Gegen "Milieuverschlechterung": Stadt Worms gewinnt vor Gericht - Keine neue Spielhalle
23.11.2012 - WORMS
Von Andrea Krenz und Johannes Götzen
Im juristischen Streit um die Nutzungen von gewerblichen Räumen in der Rheinstraße hat die Stadt einen Erfolg zu verbuchen. Eine zweite Spielhalle wird es dort nicht geben, die 3. Kammer des Mainzer Verwaltungsgerichts hat jetzt die Klage eines Investors gegen die Stadt abgewiesen. Die Stadt hatte zuvor die Umnutzung einer bislang als Gaststätte genutzten Immobilie als Spielhalle mit einer Größe von maximal 100 Quadratmetern untersagt, die Bauverwaltung hatte einen entsprechenden Bescheid erlassen. Gegen diesen hatte der Investor jetzt geklagt. Doch die Richter schlossen sich in ihrer Entscheidung dem Argument der Stadt an: In der als allgemeines Wohngebiet einzuordnenden Umgebung sei eine Vergnügungsstätte unzulässig.

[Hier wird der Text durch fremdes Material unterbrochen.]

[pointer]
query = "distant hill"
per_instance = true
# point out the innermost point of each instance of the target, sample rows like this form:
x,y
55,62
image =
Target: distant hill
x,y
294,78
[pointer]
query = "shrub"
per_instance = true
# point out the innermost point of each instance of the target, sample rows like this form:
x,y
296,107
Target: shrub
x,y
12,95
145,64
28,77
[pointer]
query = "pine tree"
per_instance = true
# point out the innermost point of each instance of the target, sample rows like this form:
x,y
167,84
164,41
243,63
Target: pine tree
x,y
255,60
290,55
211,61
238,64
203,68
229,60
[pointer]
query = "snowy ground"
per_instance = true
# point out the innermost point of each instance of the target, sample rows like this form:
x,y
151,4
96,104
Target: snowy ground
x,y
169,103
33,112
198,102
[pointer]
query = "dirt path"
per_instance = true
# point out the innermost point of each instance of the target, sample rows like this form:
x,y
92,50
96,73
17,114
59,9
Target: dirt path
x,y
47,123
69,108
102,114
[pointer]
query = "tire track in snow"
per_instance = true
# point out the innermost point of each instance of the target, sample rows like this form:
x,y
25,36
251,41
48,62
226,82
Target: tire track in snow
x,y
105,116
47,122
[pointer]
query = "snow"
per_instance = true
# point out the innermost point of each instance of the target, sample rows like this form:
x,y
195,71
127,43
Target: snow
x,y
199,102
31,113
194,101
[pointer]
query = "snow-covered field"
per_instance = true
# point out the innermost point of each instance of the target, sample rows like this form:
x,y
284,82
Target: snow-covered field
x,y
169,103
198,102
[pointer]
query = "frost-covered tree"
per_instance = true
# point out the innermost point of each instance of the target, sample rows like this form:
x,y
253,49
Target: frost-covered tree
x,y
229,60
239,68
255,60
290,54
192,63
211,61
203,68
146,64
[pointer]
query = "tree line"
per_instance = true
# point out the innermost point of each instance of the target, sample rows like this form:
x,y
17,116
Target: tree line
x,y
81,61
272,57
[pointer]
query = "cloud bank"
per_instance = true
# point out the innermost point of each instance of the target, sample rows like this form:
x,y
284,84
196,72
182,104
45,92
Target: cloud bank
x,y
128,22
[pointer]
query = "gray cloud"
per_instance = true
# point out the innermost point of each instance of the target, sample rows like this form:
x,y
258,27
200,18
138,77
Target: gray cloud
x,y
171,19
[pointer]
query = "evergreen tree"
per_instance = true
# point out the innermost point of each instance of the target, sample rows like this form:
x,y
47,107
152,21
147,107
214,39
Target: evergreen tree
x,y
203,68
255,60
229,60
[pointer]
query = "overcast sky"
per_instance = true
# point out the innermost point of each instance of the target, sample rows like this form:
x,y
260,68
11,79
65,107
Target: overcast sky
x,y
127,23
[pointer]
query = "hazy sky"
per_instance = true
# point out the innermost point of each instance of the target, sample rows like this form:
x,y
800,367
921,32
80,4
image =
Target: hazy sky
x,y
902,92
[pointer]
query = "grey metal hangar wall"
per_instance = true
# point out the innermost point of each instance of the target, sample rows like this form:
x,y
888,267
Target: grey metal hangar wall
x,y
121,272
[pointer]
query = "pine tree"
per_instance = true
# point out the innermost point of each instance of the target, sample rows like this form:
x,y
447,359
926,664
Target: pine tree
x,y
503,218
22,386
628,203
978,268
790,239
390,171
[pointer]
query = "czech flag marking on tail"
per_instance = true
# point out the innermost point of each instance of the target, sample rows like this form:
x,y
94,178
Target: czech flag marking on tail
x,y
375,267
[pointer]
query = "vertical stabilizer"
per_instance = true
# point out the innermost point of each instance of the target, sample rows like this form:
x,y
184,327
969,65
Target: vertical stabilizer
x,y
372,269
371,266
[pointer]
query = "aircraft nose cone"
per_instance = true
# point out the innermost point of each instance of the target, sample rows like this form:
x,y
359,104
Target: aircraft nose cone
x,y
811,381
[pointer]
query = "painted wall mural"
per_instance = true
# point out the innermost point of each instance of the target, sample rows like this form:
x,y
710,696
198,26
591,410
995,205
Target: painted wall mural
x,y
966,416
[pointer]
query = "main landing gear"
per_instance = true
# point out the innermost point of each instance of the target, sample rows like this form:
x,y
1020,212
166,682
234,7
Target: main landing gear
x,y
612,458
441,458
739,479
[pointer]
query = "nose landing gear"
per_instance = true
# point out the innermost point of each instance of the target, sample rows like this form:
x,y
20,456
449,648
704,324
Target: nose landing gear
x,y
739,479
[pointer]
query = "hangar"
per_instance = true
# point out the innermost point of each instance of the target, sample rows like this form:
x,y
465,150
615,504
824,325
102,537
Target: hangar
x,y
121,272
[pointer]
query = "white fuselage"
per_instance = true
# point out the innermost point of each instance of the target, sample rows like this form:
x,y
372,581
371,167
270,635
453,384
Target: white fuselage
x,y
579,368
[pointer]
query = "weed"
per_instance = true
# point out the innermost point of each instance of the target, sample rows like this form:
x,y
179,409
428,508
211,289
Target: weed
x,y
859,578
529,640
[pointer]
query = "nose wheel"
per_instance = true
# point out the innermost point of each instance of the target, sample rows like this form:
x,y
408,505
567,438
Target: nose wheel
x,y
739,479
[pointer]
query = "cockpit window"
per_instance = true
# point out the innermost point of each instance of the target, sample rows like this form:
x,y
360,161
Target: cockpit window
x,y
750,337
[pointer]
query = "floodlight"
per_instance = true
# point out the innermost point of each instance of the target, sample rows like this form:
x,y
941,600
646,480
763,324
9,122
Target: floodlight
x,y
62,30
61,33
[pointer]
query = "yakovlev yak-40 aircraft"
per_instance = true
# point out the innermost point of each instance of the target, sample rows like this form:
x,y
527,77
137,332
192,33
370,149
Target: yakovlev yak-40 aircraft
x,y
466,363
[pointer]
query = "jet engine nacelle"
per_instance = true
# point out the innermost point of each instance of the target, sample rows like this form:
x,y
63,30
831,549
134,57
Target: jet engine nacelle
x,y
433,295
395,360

Diese Entscheidung dürfte bei jenen Anwohnern, die sich seit Jahren über die aus ihrer Sicht unhaltbaren Zustände in der Straße beschweren, mit Freude zur Kenntnis genommen werden. Denn mit dem Nein zur zweiten Spielhalle in der Rheinstraße hat zunächst die Stadt ein deutliches Signal gesetzt, das nun auch vom Gericht bestätigt wurde. Sie begründete die Ablehnung des Bauvorbescheids nämlich damit, dass durch eine Vergnügungsstätte eine „Milieuverschlechterung des Wohngebiets“ zu befürchten sei.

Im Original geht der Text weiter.